What independent specialists read from the same record
- Sepsis fully accounts for death. The Panel’s reading of the clinical record is that the documented perinatal sepsis, on its own, produces every observed feature of Baby D’s deterioration — the skin mottling, the circulatory collapse, the respiratory failure. Adding an additional deliberate-harm hypothesis is unnecessary: the sepsis already explains everything present.
- The Occam’s-razor argument. When one hypothesis fully accounts for the observed clinical picture, adding a second hypothesis that also could account for some of it is methodologically unsound. The burden of proof is on the additional hypothesis to establish something the first hypothesis cannot explain. In Baby D’s case, the Crown did not establish anything sepsis could not explain.
- The skin signs do not match the 1989 paper. See our air-embolism line-by-line analysis. The skin descriptions at Baby D’s deterioration do not meet the diagnostic specificity the Lee 1989 paper describes — and Dr Lee himself has publicly stated so.
- No post-mortem air findings. No post-mortem imaging or histology demonstrated the intravascular gas pattern that air embolism would produce. The Crown’s theory was an inference from clinical signs, not a confirmed finding.
Why this case is important
Baby D is evidentially significant in two ways. First, as a term baby with documented overwhelming sepsis, she represents the cleanest case on the indictment for the natural-causes reading: the natural cause is contemporaneously documented and sufficient on its own. Second, the case shows the methodological pattern at its starkest: a natural cause of death is present, documented, and adequate, and the Crown nevertheless argued for an additional deliberate-harm explanation.
If the Panel’s reading is correct on Baby D — that sepsis fully accounts for death — the conviction on this count rests on an unnecessary and unsupported inference.
What a modern UK mortality review would ask
- What organism was identified in blood cultures?
- What was the antenatal infection-risk profile of the mother?
- What was the time course from clinical deterioration to death?
- What imaging or histology was done that could distinguish sepsis from air embolism?
- Does Occam’s razor favour sepsis as the sole cause, or require an additional mechanism?
A structured mortality review applying these questions would conclude, as the Panel does, that sepsis is sufficient and the additional air-embolism hypothesis is unnecessary.
The perinatal-sepsis admission diagnosis
Baby D was a term infant admitted with a documented diagnosis of perinatal sepsis.

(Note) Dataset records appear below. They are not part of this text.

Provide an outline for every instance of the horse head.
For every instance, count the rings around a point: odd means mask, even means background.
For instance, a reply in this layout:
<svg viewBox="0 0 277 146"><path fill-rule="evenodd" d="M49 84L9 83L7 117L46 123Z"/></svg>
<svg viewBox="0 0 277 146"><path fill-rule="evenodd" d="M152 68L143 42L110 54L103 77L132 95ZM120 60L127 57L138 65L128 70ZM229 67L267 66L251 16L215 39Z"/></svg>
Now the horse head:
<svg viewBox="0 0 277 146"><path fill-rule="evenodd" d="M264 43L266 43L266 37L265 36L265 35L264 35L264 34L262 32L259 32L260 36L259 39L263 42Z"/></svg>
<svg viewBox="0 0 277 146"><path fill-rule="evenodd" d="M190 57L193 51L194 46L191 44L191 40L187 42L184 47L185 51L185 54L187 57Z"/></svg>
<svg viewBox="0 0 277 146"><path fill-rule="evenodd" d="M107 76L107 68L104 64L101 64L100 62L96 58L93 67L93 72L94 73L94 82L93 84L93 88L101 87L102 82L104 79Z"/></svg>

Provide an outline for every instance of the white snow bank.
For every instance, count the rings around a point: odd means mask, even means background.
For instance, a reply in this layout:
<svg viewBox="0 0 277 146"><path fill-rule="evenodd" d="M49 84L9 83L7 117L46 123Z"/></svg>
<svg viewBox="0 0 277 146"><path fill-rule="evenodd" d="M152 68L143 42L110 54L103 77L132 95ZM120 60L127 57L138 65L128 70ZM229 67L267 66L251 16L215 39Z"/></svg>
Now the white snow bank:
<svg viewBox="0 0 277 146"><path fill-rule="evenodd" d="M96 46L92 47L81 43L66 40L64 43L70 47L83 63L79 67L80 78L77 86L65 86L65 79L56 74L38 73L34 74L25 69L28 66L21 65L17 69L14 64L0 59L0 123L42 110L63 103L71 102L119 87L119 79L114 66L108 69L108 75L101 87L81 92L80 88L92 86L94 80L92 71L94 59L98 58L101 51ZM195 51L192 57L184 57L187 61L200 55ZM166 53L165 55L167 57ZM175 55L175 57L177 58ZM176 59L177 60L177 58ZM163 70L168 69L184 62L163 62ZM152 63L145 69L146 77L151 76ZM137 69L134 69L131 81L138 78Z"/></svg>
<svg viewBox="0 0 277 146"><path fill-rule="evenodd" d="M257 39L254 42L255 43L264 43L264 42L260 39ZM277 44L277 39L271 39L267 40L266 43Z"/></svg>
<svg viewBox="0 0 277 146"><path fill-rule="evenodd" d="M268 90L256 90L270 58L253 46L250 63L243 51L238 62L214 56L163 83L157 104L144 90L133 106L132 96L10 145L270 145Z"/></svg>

Perinatal sepsis is one of the leading causes of neonatal mortality worldwide and has a well-documented mortality trajectory: early-onset sepsis in term infants typically presents within 72 hours of birth and carries substantial mortality risk even with appropriate antibiotic and supportive care. Baby D’s clinical course is consistent with this documented natural trajectory.
The Panel’s finding on Baby D is that overwhelming sepsis and related complications fully account for the death. The natural-cause picture is documented in the contemporaneous clinical record (the admission diagnosis is itself documented sepsis); no air embolism was identified at post-mortem; the pathological findings are consistent with septic shock, disseminated intravascular coagulation, and the expected complications of overwhelming sepsis in a term infant.
What the jury did not hear on Baby D
- The standard teaching that a term infant with known perinatal sepsis at admission has a well-documented mortality trajectory.
- The Panel’s finding that sepsis fully accounts for the clinical course.
- The peer-reviewed literature on early-onset sepsis mortality in term infants.
- The structural observation that a death with a documented natural-cause admission diagnosis (sepsis) requires positive evidence to displace the natural-cause explanation, which the Crown did not provide.
The pattern-dependence on Baby D
Baby D’s conviction was argued within the air-embolism pattern. The structural problem is that the underlying death has a documented natural-cause admission diagnosis (sepsis). The pattern-argument therefore had to displace a documented natural-cause explanation, not merely identify an unexplained deterioration. The Panel finding is that the displacement was not warranted on the clinical record.